When a seasoned brokerage like ICICI Securities initiates coverage on a stock, investors take note. Their latest report on Sanathan Textiles is no exception. With a BUY rating and a target price of INR 461 per share, the report signals a robust 47% upside, driven by strategic expansions, strong demand, and solid financial projections.

Sanathan Textiles: A Cross-Sector Powerhouse in the Making
For those unfamiliar with Sanathan Textiles, this isn’t just another run-of-the-mill textile manufacturer. It’s a company whose presence cuts across three vital verticals:
- Polyester yarn products
- Cotton yarn products
- Technical textiles and industrial-use yarns
A diverse product range is one of its strengths, with over 14,000 yarn varieties and more than 1,90,000 SKUs. This kind of scale puts Sanathan in a league of its own, catering to industries far beyond traditional textiles.
Sanathan Textiles hit the stock market on 27 December 2024 and listed with a 20.98% return on investment. The issue size was INR 550 crore. This IPO oversubscribed 35 times in 3 days. Currently, the IPO is trading at around INR 324 per share, which is close to its IPO allotment price.
Expansion: The Key to Future Growth
Smart investors know that growth is the name of the game, and Sanathan isn’t sitting still. The company is in the final stages of commissioning its greenfield facility in Punjab, it will drastically scale up the company’s operations.
- Phase-1: Set to be operational in FY25.
- Phase-2: Expected completion by FY27, further boosting production capacity.
Beyond this, the company is ramping up cotton yarn production at its Silvassa facility:
- Unit-3: Kicking off in FY24, adding 540 MTPA capacity.
- Unit-4: Launching in FY26, contributing a massive 10,950 MTPA.
By FY27, Sanathan’s total production capacity will jump by 119%, surging from 2,23,750 MTPA in FY25 to 4,90,200 MTPA.
Capacity Utilization: A Telling Indicator
If you’re wondering whether Sanathan’s products are in demand, the numbers don’t lie:
- Polyester yarn: 101.7% utilization
- Cotton yarn: 111.2% utilization
- Technical textiles: 93.9% utilization
Operating at—or above—full capacity is a textbook indicator of booming demand. This underscores why expansion isn’t just strategic; it’s essential.
The Numbers Speak for Themselves
ICICI Securities has put forward some overwhelming projections:
- Revenue CAGR (FY24- FY27): 28%
- EBITDA CAGR: 42%
- EPS CAGR: 24%
They estimate FY27E Profit After Tax (PAT) at INR 300 crore, with a target multiple of 13× FY27 earnings, reinforcing the INR 461 price target. Currently, the market capitalization stands at INR 2,724 crore.

The Bottom Line: Why Investors Should Take Note
For a company expanding at this pace, Sanathan Textiles is firing on all cylinders.
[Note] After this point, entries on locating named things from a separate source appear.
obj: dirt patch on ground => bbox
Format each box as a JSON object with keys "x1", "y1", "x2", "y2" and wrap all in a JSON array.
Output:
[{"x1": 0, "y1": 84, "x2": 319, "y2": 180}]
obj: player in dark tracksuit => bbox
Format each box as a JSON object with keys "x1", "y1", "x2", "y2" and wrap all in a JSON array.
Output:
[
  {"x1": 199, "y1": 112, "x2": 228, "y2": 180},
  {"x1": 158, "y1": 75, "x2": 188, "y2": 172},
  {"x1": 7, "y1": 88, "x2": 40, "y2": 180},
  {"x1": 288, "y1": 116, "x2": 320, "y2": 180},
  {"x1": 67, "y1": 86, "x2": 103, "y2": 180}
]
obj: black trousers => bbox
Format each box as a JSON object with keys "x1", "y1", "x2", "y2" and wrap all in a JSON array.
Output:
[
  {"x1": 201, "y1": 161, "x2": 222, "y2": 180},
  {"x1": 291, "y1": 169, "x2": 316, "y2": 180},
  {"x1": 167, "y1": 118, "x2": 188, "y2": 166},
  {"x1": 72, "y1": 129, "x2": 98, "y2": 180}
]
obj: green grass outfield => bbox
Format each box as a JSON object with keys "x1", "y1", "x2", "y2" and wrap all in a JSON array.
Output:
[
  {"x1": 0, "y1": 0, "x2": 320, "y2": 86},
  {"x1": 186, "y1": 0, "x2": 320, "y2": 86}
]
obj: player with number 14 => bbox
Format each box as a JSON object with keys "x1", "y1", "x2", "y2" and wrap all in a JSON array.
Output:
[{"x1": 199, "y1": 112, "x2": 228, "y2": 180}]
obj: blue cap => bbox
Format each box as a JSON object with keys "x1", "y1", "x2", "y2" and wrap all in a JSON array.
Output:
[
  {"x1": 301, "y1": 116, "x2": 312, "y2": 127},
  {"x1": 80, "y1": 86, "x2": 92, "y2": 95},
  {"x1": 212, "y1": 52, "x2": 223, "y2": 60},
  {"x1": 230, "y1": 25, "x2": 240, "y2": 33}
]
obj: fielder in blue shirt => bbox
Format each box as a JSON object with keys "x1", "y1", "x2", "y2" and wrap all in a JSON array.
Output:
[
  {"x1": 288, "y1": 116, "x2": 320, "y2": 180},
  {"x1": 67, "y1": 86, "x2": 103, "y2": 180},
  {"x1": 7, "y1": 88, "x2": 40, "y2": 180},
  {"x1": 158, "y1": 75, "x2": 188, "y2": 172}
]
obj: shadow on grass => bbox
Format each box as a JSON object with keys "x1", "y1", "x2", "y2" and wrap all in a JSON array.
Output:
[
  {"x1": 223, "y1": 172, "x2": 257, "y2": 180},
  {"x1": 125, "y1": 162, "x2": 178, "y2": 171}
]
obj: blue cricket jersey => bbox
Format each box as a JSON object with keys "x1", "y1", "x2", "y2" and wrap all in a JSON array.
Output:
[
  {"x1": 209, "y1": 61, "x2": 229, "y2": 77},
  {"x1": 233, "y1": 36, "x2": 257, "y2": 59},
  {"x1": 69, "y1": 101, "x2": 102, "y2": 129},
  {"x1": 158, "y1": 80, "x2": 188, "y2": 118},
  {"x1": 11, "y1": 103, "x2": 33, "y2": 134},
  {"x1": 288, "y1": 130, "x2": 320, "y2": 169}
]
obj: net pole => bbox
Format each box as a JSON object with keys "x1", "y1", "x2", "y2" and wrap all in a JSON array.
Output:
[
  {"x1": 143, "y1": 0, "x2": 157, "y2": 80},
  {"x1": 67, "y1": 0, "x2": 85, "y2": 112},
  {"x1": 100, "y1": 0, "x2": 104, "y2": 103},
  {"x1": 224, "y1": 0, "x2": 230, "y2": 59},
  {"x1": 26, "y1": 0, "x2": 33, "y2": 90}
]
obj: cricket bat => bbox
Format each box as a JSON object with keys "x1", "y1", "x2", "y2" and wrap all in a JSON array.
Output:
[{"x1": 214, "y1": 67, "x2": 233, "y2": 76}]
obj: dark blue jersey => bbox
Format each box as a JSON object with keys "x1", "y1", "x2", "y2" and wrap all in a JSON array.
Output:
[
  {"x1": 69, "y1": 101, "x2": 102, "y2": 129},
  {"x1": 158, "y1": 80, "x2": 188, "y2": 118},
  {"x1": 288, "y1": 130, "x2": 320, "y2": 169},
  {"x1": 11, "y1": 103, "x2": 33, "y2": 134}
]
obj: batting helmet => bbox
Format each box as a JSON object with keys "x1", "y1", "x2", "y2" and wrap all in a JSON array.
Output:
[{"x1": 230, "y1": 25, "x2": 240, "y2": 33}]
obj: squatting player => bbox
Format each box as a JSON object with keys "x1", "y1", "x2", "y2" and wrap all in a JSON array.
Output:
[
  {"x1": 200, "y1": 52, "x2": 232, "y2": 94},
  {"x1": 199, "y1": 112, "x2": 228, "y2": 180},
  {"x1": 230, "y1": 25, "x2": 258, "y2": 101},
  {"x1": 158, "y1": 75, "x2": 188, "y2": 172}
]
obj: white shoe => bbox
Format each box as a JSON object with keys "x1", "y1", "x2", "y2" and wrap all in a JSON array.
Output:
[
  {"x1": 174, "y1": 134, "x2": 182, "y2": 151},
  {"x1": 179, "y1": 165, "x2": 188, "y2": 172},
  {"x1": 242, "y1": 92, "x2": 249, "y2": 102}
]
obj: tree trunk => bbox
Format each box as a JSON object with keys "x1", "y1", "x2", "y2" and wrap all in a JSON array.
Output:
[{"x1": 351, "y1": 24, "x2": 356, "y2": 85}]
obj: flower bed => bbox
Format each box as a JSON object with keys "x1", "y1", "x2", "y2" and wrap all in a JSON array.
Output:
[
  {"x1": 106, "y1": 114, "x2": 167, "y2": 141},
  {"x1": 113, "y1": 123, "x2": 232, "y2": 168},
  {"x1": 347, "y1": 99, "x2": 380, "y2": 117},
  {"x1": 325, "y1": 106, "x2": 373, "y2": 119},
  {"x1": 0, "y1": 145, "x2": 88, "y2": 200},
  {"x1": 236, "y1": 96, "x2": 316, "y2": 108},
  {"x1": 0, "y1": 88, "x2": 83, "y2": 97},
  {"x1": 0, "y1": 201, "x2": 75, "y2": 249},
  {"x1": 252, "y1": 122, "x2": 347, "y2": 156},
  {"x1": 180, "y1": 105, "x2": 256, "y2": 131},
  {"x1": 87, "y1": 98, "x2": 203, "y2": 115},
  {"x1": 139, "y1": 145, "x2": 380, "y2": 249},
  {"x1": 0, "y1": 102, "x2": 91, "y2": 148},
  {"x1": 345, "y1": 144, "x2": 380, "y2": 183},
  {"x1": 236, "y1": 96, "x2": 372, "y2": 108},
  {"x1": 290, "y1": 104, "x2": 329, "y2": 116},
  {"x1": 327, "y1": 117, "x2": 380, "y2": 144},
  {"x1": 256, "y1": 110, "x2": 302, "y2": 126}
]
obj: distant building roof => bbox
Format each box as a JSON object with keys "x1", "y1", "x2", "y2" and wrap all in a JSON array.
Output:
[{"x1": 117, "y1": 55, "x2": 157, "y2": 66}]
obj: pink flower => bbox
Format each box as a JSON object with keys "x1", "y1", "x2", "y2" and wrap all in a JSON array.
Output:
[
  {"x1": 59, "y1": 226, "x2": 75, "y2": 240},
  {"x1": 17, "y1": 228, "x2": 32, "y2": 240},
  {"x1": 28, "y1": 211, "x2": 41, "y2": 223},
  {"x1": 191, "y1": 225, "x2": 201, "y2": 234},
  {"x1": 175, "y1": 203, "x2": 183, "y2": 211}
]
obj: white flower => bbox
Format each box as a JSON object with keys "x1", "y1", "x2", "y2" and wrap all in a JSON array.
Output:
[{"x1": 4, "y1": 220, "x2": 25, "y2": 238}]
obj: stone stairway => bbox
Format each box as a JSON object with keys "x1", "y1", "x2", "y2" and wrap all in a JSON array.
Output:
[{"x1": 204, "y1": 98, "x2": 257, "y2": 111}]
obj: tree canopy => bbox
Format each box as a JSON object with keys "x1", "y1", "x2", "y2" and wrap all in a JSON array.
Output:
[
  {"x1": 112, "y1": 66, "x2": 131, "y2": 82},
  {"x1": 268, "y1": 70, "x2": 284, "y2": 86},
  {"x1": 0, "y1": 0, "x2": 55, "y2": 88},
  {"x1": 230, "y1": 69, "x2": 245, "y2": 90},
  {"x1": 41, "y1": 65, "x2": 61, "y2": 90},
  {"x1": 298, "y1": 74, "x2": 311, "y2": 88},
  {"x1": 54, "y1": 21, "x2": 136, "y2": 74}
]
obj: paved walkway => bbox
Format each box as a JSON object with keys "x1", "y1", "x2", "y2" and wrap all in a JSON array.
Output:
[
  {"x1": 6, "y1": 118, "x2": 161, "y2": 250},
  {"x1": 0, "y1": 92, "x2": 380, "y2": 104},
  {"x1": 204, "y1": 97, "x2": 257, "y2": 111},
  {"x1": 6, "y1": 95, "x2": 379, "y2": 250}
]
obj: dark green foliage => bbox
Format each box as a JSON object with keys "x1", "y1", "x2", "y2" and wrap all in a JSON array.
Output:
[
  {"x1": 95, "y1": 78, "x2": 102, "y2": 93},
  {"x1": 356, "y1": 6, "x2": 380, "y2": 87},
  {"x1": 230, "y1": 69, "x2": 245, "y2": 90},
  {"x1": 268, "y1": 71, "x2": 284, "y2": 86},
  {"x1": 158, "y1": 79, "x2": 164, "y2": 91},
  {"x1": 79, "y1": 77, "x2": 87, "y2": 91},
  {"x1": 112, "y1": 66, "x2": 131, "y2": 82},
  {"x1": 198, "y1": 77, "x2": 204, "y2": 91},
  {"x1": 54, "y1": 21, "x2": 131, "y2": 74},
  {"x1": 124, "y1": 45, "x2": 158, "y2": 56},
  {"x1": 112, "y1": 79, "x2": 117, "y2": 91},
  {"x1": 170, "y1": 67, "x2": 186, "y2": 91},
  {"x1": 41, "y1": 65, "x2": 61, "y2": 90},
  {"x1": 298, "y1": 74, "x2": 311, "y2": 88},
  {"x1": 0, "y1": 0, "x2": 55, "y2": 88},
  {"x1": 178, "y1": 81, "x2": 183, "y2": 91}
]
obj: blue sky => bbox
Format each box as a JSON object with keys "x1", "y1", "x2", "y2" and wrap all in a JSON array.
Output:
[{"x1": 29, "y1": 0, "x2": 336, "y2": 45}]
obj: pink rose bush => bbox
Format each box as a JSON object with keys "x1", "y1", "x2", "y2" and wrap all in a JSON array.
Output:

It has the demand, the scale, and now, the backing of a major brokerage house.
ICICI Securities’ BUY rating, with its 47% upside potential, isn’t just a casual recommendation—it’s a statement. The company’s strategic manufacturing expansions and its dominant presence in polyester, cotton, and technical textiles make it a compelling bet for the future.
Investors looking for a high-growth textile stock with solid fundamentals should keep their eyes on Sanathan Textiles—it’s weaving its way into a larger success story.